If they continually are saying Comfort Care is what they want, then this is what they want. Make them comfortable, give them pain medication if said person is groaning or gurgling, suction as needed, supplement O2 if indicated, and by all means put the bedside monitoring on COMFORT CARE so they aren't able to hear every desat, brady HR, etc.
I work in a SNF where we do a lot of comfort care, and I see this ALL THE TIME. For some families, they feel helpless and are grieving, and you're there, so you're who they lash out at. Your concern that they are spending the last bit of their loved one's life being snarky instead of loving on him is perhaps one that could be gently brought to their attention. I have done that in the past with good results. Depends entirely on the situation though, these people may not be reasonable enough. Good luck.

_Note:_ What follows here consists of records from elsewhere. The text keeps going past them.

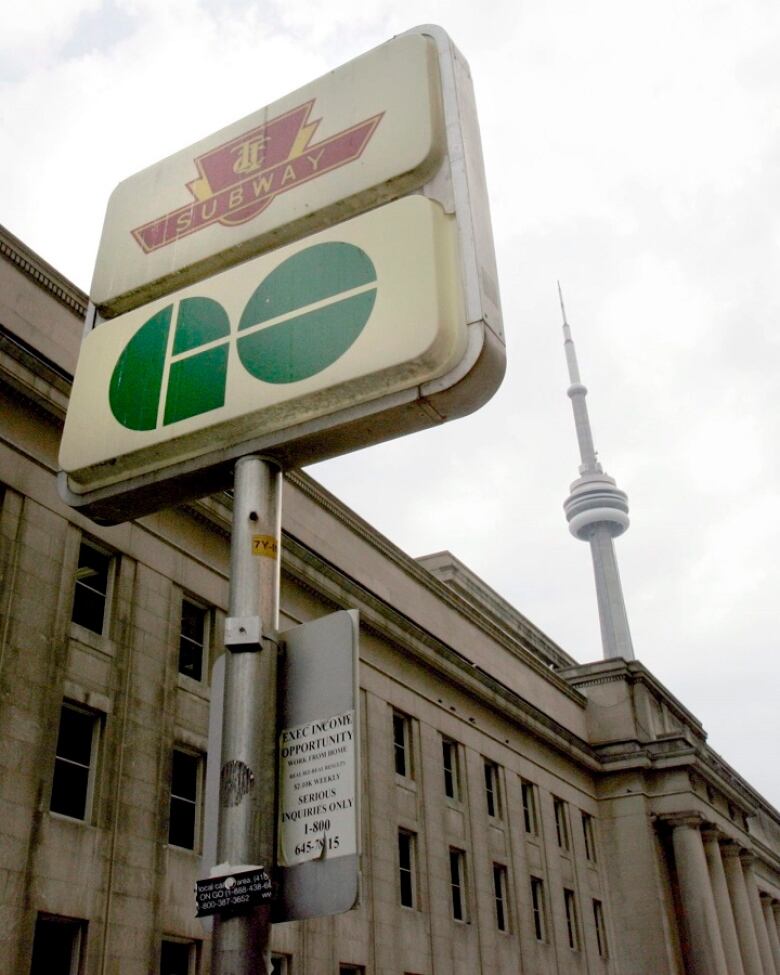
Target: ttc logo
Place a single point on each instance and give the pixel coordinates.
(157, 381)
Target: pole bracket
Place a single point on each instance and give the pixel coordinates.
(243, 634)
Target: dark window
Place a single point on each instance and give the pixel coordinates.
(177, 957)
(58, 945)
(74, 763)
(590, 837)
(402, 744)
(406, 867)
(561, 825)
(537, 907)
(458, 884)
(529, 808)
(570, 905)
(185, 787)
(499, 893)
(449, 752)
(492, 795)
(91, 590)
(601, 931)
(192, 639)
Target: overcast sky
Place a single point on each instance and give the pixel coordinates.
(632, 151)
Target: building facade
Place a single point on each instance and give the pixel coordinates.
(522, 813)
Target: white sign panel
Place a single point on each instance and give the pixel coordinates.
(369, 131)
(317, 790)
(209, 352)
(364, 309)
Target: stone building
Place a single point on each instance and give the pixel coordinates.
(522, 812)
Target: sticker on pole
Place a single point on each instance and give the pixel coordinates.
(317, 790)
(234, 893)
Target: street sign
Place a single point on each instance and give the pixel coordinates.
(366, 133)
(235, 892)
(318, 816)
(211, 352)
(344, 317)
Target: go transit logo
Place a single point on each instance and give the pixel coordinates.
(299, 320)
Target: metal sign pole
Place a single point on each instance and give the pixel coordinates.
(241, 943)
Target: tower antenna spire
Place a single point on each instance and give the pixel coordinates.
(597, 512)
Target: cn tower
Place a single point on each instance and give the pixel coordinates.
(597, 512)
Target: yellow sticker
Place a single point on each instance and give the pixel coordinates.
(264, 545)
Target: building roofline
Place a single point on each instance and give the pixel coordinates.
(42, 273)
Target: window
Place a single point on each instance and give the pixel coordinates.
(280, 964)
(570, 905)
(90, 596)
(590, 837)
(492, 793)
(402, 744)
(75, 762)
(561, 825)
(601, 931)
(185, 796)
(458, 884)
(537, 908)
(500, 895)
(449, 751)
(406, 867)
(178, 957)
(192, 639)
(530, 819)
(58, 945)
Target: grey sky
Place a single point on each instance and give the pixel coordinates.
(632, 152)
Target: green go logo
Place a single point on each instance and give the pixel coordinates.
(319, 318)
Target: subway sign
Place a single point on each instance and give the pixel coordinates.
(310, 280)
(366, 133)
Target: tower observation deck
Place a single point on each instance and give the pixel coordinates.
(597, 512)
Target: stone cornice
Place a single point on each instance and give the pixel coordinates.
(471, 588)
(42, 273)
(309, 569)
(632, 672)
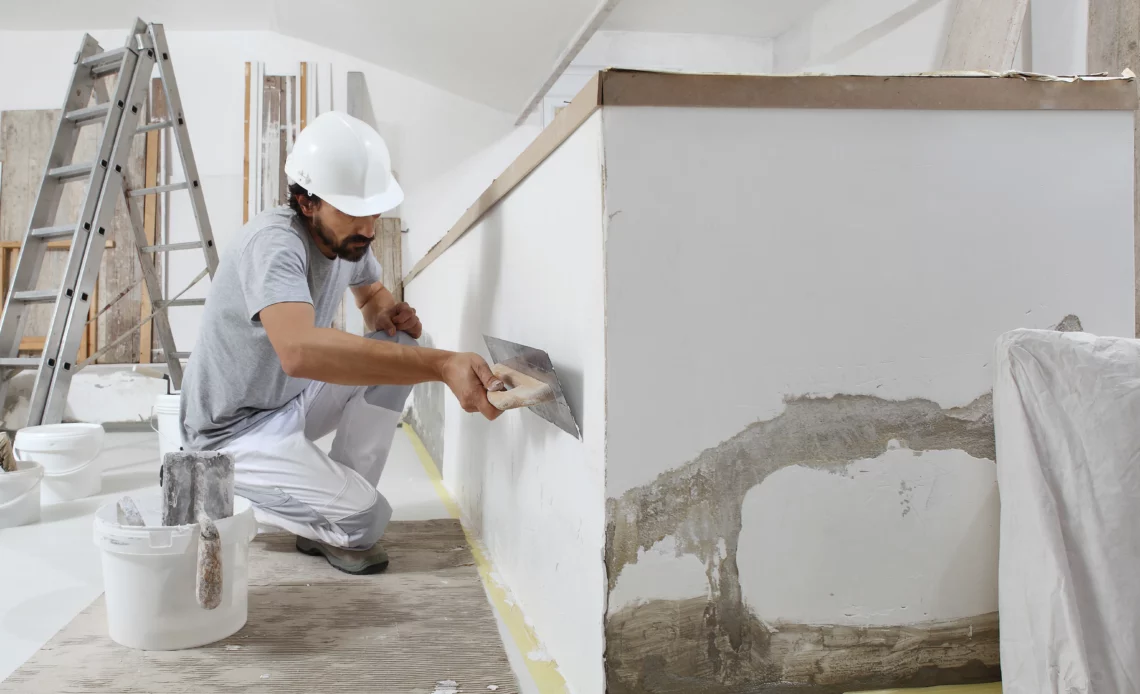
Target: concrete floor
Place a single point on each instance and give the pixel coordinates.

I can smell a future lawsuit. It seems that these days people (family members) are less genuinely concerned about their family, but are more concerned about gathering enough info to get a payday from the hospital.
I had a PT in a LTC that was brought to us with an extensive history of falls and related injuries. His wheelchair that was supplied to us by the family and a Velcro seatbelt (not restraint) that he was easily able to get out of. He had the ability to communicate his needs. On many occasions he was found with his belt off or in the process of taking it off. Well as was expected he fell. I was standing at the nurses station, facing away from him when he fell, forehead first. He was sent out to the ER and had sustained a minor concussion with no new breaks. His x-ray report did show that numerous old breaks in various stages of healing. Well he later did from complications related to hospital-acquired pneumonia (not from our LTC). The family hired a lawyer and suing for a LARGE sum of money. Approximately 5 months later (and after I no longer worked there) I get a call from FL Dept of Children and Family services asking a bunch of questions. I was told that the complaint against the facility was recently filed.
Sorry for the rant, but why do families feel the need to sue when a relative dies of unknown etiology or causes related to their illness? Stop trying to get paid and move on with life...
PostOpPrincess, BSN, RN
2,211 Posts
You will be in this situation more times than you will ever know. The most important thing to remember is that YOU are not at fault, and families cope how they cope. YOU cannot change them. YOU have to change how it will affect you.